Басист Серёга, который давно метил в руководители ансамбля, немедленно затряс головой: «Конечно, можем! Под крышей дома моего можем! Поверь в мечту!»
И тут Вова сказал самую длинную фразу, которую я от него слышал: «Но ведь это… – произнёс Вова тусклым голосом, – это же музыка для экзальтированных старцев».
В наступившей тишине Вова снял с себя гитару, положил её на стул и всё в той же тишине вышел из клуба.
Больше он никогда не участвовал в вокально-инструментальном ансамбле «Стремление». Когда в кинозале проходили репетиции, Вова затыкал выходящие в зал окошки своей будки ветошью.
А ансамбль, благодаря капитану, с тех пор процвёл. Песни «это кара-кара-кара-кара-кара-каракум» и «уч-кудук – три колодца» срывали бешеный аплодисмент у казахов, узбеков и таджиков. Серёга исполнял шуточную песню про тёщу: «Тёща моя! Ласковая! Молодая, озорная, поворотливая!» Плесецкий космодром сменился землёй в иллюминаторе, а от прошлого уныния осталась разве что песня «мой друг художник и поэт» запрещённого ансамбля «Воскресение», но никто из вышестоящего командования про это не догадывался.
Иофаназа
Серёга был из Новгорода, который Великий. А сам Серёга был наоборот мелкий, с редкими лошадиными зубами. Отсидел года три на малолетке. В первый же день службы уже зарекомендовал себя положительно: в ответ на какое-то замечание сержанта Файзиева Серёга взял за ножку табуретку и разбил её об голову этого самого сержанта. Отсидел десять суток на гауптвахте, и после этого более никто ему никаких замечаний уже не делал: настоящих сумасшедших в армии уважают, тем более что народу, который постирает тебе портянки безо всякой табуретки по голове, там пруд-пруди.
Служил Серёга шофёром.
Шофера были средней кастой: не то быдло, которое таскает бетон или моет посуду, но и не те аристократы, которые могут выдать тебе с вещевого склада новое хэбэ или портянки с начёсом.
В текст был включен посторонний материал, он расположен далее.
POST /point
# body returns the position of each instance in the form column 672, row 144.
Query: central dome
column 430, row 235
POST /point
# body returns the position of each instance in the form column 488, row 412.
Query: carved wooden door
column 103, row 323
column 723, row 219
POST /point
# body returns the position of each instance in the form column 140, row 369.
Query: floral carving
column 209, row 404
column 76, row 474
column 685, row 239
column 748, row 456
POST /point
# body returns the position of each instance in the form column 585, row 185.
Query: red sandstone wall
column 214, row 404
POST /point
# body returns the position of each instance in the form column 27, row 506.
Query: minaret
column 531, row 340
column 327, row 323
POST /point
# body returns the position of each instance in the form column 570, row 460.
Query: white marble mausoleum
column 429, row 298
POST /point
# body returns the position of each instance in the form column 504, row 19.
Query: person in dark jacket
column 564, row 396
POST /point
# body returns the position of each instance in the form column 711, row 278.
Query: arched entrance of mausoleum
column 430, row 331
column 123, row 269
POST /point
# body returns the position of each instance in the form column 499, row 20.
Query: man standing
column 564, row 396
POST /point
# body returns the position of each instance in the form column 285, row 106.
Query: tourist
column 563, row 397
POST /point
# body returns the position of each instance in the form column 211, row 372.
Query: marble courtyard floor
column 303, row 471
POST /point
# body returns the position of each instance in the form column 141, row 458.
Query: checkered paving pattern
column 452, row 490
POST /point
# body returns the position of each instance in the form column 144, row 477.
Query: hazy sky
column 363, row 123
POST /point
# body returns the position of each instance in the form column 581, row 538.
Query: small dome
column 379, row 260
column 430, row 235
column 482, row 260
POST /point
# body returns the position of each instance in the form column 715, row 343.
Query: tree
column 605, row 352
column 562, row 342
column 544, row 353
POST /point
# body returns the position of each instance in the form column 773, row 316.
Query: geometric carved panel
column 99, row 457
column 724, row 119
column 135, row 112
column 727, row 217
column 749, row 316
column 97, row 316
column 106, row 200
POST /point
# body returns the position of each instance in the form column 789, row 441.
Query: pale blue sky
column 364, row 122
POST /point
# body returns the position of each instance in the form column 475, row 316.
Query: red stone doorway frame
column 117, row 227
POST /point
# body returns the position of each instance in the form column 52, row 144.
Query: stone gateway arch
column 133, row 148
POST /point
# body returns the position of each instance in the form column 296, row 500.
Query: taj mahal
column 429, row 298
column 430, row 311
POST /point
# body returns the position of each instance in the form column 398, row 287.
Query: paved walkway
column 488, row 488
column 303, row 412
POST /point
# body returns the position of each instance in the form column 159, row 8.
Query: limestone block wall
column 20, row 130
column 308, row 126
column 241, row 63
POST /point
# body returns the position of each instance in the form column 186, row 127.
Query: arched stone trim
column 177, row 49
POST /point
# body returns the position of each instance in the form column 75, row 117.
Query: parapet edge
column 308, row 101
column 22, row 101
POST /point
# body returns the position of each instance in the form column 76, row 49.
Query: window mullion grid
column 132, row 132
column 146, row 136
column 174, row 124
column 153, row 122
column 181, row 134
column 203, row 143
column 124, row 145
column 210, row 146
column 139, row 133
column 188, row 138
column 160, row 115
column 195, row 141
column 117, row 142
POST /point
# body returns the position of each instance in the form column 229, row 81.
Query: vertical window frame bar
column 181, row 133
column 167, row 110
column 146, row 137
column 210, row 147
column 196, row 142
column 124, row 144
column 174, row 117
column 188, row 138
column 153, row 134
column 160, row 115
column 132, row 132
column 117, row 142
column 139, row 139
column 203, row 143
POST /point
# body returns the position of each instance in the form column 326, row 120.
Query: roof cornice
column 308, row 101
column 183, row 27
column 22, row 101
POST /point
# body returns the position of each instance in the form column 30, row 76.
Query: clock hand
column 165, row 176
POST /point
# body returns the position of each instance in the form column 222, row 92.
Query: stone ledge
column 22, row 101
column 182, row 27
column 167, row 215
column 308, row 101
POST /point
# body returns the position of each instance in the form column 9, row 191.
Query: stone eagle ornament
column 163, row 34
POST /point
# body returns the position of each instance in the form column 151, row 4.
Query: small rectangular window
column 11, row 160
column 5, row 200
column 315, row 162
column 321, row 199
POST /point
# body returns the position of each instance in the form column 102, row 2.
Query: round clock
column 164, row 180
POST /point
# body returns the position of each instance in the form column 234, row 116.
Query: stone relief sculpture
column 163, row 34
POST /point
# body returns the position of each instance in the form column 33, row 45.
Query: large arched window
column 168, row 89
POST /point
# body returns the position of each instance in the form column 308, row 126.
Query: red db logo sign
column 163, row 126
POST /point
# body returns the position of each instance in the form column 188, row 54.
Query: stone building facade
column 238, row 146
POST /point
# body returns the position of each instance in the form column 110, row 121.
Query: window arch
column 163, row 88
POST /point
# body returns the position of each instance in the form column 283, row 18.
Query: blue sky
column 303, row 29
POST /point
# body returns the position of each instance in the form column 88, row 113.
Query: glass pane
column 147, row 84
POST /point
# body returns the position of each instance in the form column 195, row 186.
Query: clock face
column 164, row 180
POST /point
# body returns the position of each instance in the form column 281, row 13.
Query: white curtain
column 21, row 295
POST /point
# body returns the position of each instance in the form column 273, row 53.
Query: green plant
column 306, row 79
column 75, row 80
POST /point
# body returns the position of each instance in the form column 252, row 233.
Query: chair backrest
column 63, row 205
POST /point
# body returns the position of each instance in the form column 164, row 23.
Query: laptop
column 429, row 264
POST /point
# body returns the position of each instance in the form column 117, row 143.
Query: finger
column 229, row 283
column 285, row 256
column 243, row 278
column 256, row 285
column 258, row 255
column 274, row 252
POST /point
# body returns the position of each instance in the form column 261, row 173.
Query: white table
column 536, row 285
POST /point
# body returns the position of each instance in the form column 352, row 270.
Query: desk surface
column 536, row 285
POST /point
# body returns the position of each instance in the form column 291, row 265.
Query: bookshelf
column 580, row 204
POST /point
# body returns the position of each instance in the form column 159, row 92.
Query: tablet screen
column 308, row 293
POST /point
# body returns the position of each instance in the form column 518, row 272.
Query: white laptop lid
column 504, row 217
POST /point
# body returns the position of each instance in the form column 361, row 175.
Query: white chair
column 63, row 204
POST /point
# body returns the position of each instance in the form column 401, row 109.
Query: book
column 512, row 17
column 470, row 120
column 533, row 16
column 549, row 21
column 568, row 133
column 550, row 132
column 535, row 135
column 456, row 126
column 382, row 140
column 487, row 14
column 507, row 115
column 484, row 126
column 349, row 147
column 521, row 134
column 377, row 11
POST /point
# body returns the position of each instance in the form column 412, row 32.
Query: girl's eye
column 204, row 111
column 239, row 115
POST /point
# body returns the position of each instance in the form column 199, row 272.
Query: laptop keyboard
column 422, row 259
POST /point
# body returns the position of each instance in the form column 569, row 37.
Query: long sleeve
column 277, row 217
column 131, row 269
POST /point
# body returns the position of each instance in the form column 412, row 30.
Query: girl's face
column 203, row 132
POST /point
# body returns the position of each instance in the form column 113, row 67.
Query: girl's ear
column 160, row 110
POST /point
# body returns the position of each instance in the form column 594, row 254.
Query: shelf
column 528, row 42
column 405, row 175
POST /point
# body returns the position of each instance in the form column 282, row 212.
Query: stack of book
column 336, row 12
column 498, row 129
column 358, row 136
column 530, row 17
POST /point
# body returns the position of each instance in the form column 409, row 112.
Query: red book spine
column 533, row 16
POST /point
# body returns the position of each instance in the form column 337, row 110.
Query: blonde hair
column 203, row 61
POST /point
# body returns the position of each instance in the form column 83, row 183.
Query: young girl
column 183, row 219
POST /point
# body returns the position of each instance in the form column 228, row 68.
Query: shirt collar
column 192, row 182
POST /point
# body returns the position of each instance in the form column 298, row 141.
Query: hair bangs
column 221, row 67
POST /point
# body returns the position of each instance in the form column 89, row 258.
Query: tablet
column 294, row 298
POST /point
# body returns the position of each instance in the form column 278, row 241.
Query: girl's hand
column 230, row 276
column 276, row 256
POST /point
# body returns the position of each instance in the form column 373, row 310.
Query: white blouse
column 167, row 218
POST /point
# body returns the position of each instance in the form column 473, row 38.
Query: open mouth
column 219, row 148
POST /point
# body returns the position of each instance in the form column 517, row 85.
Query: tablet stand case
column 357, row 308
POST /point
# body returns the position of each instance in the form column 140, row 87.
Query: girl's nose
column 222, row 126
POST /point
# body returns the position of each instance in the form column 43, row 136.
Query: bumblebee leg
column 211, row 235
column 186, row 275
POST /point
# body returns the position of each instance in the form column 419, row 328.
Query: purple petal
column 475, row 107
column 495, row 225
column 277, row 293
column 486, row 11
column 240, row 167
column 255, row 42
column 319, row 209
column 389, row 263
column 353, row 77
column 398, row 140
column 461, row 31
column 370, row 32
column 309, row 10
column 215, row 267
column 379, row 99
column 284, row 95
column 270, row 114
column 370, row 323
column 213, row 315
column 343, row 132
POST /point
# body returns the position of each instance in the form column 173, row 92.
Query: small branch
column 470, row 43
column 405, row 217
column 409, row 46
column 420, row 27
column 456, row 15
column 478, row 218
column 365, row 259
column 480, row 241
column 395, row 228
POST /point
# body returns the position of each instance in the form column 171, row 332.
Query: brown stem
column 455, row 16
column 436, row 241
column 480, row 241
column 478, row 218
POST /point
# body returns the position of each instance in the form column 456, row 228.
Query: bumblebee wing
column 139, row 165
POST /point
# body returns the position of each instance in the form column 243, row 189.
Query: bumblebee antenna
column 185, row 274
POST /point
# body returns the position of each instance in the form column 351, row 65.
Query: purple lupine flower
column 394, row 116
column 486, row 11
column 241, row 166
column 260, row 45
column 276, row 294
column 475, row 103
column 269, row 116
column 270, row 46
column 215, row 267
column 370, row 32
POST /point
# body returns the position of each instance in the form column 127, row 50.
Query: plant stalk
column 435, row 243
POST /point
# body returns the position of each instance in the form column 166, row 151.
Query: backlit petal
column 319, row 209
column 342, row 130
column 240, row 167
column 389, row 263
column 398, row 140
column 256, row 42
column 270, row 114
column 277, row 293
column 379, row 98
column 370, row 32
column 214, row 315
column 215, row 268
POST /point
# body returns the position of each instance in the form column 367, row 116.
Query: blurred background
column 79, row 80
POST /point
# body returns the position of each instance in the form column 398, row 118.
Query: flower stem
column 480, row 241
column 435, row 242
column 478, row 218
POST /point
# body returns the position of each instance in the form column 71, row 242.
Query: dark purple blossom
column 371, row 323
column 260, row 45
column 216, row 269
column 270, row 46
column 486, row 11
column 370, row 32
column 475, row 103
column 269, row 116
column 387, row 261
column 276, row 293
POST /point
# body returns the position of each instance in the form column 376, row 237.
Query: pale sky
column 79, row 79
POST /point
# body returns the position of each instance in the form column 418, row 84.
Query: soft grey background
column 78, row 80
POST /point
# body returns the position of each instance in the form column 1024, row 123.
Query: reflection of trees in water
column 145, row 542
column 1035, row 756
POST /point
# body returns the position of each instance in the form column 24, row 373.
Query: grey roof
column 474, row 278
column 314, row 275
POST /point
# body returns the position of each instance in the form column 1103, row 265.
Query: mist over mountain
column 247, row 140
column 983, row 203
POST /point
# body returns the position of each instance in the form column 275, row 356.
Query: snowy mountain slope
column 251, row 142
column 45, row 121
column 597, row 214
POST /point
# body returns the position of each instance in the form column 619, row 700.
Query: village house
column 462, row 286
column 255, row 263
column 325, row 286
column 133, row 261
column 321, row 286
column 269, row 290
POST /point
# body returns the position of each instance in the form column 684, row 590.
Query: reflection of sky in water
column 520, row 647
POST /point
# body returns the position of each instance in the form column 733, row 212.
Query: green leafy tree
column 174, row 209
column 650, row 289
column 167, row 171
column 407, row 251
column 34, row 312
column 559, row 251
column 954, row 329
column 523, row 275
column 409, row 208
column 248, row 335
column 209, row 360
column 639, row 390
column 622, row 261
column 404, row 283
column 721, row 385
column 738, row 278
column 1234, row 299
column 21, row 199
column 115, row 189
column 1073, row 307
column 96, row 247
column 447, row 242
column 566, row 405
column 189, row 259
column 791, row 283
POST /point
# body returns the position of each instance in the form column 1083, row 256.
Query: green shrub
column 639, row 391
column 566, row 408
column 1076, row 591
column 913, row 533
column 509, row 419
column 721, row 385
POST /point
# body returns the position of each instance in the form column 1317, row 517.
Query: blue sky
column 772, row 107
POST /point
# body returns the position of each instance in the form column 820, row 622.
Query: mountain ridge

На автомобилях, конечно, но в основном под ними. Мне как-то довелось заглянуть одному такому автомобилю (Зил, кажется, его звали) под капот: там всё на бинтиках, проволочках, верёвочках. Как ездит? Почему? А потому что водитель хороший.
В водителях служили почему-то сплошь западные украинцы, справедливо называвшиеся бандеровцами. Самым знаменитым из них был ефрейтор Яцюк, который однажды во время просмотра кинофильма решил тайком покурить и случайно уронил уголёк себе за пазуху. «А що це гарыть? – вопросил на весь полный спящими строителями кинозал (фильм был очень патриотический) ефрейтор Яцюк. – Мамо! Та це ж я гарю!»
А Серёга обладал редким талантом: он умел петь под бас-гитару. Из знакомых мне людей тем же талантом обладает разве что Поль Маккартни. Я вот в музыке ничего не понимаю и нету у меня ни слуха, ни голоса, но бас-гитара, она же играет совсем другую музыку, не ту, что поют – какое-нибудь бум-бум, бу-бум-бум, а поют при этом что-то совсем другое. А вот Серёга умел.
Как-то раз, к дню Советской Армии, ансамбль «Стремление» решил порадовать слушателей новой концертной программой. Ученик почтальона Андрюха сочинил новые стихи, а сам почтальон Вова – новую музыку. Долго и тщательно репетировали, правда чифиря выпили ещё больше.
Двадцать третьего всех военных строителей, которые не укрылись в медсанчасти и не стояли на посту, загнали в клуб. Замполит произнёс пламенную речь, после чего командный состав отправился в штаб выпить по маленькой рюмке за военную славу.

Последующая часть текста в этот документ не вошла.